As leis e os costumes afegãos exigem uma filiação religiosa. O ateísmo é considerado apostasia, um crime passível de punição com a morte. Por princípio, todos os afegãos são considerados muçulmanos e as conversões são ilegais. Os convertidos podem ser condenados à morte por apostasia. Os não muçulmanos residentes no país podem praticar a sua fé, mas não podem evangelizar. Todos os homens muçulmanos devem participar das orações diárias nas mesquitas, enquanto as mulheres devem fazer suas orações em casa por não terem acesso aos templos, pelo menos enquanto o Taleban encontrava-se no poder. Alguns países, entre eles o Irã e a Arábia Saudita, têm apoiado o Afeganistão com o envio de líderes religiosos, dinheiro e literatura. O país é um verdadeiro lar para muitos muçulmanos radicais que ameaçam a vida dos cristãos. O norte do país é o principal fornecedor de ópio do mundo, e os produtores e distribuidores perseguem os cristãos que se opõem às suas atividades.
Em janeiro de 2001, o Taleban promulgou um decreto que condenava à morte qualquer pessoa que se convertesse ao cristianismo, que tentasse converter terceiros ou que distribuísse literatura cristã. Em maio do mesmo ano, uma nova lei obrigou os hindus a se vestirem de amarelo e colocarem bandeiras amarelas em suas casas para que ficassem isentos da aplicação das leis religiosas destinadas aos muçulmanos. O Taleban permitia que os hindus tivessem uma certa liberdade religiosa no Afeganistão, mas a milícia fundamentalista nunca reconheceu a existência de cristãos e judeus no país.

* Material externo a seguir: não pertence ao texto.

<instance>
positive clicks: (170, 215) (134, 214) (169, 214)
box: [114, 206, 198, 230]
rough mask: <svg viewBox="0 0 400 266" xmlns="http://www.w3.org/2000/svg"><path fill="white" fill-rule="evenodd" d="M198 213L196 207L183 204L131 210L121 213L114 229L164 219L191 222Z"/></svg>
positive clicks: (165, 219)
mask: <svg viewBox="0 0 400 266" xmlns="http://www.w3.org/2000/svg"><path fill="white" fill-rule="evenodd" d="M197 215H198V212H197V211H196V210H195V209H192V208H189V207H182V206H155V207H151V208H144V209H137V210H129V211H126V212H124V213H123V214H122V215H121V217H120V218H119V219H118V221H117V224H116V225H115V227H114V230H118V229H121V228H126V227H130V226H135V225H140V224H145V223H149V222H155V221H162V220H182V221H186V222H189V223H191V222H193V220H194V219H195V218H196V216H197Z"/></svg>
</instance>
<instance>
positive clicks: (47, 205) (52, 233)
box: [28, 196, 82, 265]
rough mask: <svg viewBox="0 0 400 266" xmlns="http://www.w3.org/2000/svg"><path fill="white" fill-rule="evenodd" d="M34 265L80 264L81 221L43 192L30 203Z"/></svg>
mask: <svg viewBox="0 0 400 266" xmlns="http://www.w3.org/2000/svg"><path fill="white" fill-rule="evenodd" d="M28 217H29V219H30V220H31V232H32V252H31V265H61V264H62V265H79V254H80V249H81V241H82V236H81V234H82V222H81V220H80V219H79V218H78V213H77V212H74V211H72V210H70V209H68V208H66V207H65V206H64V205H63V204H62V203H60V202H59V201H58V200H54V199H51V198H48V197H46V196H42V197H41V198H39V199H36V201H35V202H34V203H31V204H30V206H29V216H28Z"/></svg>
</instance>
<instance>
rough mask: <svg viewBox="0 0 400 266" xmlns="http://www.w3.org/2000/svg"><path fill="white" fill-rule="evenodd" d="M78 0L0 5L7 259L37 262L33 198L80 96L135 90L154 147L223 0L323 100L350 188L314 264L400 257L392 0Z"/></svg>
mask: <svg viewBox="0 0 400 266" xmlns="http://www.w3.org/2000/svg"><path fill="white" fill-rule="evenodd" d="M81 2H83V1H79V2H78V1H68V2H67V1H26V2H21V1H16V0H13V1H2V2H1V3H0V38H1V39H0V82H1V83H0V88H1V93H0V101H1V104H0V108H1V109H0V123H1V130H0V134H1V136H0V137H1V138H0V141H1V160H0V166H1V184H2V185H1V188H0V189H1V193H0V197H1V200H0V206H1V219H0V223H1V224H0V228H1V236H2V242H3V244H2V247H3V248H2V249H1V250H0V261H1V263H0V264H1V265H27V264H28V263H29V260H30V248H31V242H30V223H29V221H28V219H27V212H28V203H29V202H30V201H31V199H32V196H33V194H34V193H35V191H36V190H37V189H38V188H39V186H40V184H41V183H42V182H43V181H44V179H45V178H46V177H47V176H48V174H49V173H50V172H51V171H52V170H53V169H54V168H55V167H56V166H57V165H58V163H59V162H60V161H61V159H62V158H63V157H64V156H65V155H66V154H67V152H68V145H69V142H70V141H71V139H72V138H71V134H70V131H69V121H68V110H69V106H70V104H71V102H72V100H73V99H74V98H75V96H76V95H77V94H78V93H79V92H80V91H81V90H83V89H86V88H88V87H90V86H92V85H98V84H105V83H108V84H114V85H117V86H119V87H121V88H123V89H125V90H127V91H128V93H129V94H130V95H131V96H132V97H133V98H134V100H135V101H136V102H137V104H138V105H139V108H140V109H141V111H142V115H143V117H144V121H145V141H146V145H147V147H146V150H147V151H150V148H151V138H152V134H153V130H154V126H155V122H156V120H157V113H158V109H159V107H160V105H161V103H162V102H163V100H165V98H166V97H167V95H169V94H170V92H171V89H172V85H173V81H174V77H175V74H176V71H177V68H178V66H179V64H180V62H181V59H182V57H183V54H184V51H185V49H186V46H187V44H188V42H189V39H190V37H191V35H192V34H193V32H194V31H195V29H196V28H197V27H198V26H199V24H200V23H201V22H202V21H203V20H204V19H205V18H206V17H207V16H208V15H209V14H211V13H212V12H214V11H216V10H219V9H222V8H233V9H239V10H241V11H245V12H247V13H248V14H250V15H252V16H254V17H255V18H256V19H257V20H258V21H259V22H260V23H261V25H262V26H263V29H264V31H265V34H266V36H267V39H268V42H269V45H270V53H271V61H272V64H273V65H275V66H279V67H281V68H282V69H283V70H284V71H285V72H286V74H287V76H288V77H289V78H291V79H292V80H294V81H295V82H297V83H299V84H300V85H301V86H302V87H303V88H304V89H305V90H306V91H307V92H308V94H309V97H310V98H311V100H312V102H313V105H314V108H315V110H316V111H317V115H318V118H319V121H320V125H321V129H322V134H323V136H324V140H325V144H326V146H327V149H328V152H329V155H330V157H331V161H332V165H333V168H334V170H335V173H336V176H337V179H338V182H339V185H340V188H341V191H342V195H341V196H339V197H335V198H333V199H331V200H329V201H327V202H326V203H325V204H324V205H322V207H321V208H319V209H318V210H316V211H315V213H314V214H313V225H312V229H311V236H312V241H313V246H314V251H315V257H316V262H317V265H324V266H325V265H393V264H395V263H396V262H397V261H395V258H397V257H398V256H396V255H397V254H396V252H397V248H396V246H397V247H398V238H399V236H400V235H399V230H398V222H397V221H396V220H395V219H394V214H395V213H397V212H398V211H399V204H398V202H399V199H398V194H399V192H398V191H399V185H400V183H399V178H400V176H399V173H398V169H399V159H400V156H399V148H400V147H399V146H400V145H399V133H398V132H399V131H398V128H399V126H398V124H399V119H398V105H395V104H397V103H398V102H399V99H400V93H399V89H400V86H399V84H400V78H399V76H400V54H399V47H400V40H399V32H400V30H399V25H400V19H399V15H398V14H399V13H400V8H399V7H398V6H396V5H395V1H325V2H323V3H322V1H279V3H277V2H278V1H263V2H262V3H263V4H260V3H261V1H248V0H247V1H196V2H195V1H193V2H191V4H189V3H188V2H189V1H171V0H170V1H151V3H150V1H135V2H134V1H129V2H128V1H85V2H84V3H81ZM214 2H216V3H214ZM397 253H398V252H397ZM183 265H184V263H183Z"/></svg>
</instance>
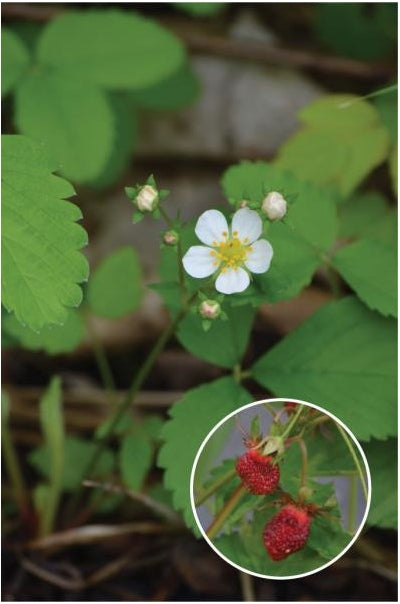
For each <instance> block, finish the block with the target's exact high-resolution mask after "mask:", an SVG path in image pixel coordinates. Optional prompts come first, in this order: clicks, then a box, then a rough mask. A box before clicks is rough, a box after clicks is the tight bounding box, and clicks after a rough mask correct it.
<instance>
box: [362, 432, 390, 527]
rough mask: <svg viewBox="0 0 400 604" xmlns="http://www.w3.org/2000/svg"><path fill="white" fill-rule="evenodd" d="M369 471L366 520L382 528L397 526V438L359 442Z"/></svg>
mask: <svg viewBox="0 0 400 604" xmlns="http://www.w3.org/2000/svg"><path fill="white" fill-rule="evenodd" d="M361 445H362V447H363V449H364V453H365V455H366V456H367V460H368V465H369V469H370V471H371V482H372V500H371V508H370V511H369V515H368V519H367V522H368V524H370V525H376V526H380V527H382V528H396V527H397V488H396V480H395V477H396V476H397V440H396V439H395V438H389V439H388V440H385V441H383V442H382V441H377V440H371V441H370V442H369V443H361Z"/></svg>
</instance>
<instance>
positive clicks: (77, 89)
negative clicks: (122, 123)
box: [15, 68, 114, 182]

Durante o regime do Taleban, os cristãos afegãos viviam em permanente perigo, como nos mostra a história de Noor Khan. Certo dia, Noor recebeu uma intimação para apresentar-se em um escritório do governo. A razão para a convocação não lhe pareceu legítima, mas ele orou e a atendeu. Quando entrou no edifício, oficiais o agarraram e perguntaram se ele era Noor Khan, o homem suspeito de ser um cristão. Os afegãos costumam utilizar nomes diferentes de acordo com as circunstâncias, de tal forma que, embora algumas pessoas o conhecessem como Noor Khan, seu nome oficial era totalmente diferente. Assim, ele apresentou aos oficiais seus documentos com o nome real, dizendo-lhes que haviam cometido um engano.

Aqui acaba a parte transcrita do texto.